Kernel ridge with cross-validation

This example demonstrates how to solve kernel ridge regression with a cross-validation of the regularization parameter, using himalaya’s estimator KernelRidgeCV.

Create a random dataset

import numpy as np
np.random.seed(0)
n_samples, n_features, n_targets = 10, 20, 4
X = np.random.randn(n_samples, n_features)
Y = np.random.randn(n_samples, n_targets)

Limit of GridSearchCV

In scikit-learn, one can use GridSearchCV to optimize hyperparameters over cross-validation.
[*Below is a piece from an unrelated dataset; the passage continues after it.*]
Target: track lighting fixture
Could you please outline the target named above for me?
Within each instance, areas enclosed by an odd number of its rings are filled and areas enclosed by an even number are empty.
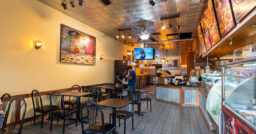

import sklearn.model_selection
import sklearn.kernel_ridge

estimator = sklearn.kernel_ridge.KernelRidge(kernel="linear")
gscv = sklearn.model_selection.GridSearchCV(
    estimator=estimator,
    param_grid=dict(alpha=np.logspace(-2, 2, 5)),
)
gscv.fit(X, Y)

Out:

GridSearchCV(estimator=KernelRidge(),
             param_grid={'alpha': array([1.e-02, 1.e-01, 1.e+00, 1.e+01, 1.e+02])})

However, since GridSearchCV optimizes the average score over all targets, it returns a single value for alpha.

gscv.best_params_

Out:

{'alpha': 100.0}

KernelRidgeCV

To optimize each target independently, himalaya implements KernelRidgeCV, which supports any cross-validation scheme compatible with scikit-learn.

import himalaya.kernel_ridge

model = himalaya.kernel_ridge.KernelRidgeCV(kernel="linear",
                                            alphas=np.logspace(-2, 2, 5))
model.fit(X, Y)

Out:

KernelRidgeCV(alphas=array([1.e-02, 1.e-01, 1.e+00, 1.e+01, 1.e+02]))

KernelRidgeCV returns a separate best alpha per target.

model.best_alphas_

Out:

array([1.e+00, 1.e-02, 1.e+02, 1.e+02])

Total running time of the script: ( 0 minutes 0.025 seconds)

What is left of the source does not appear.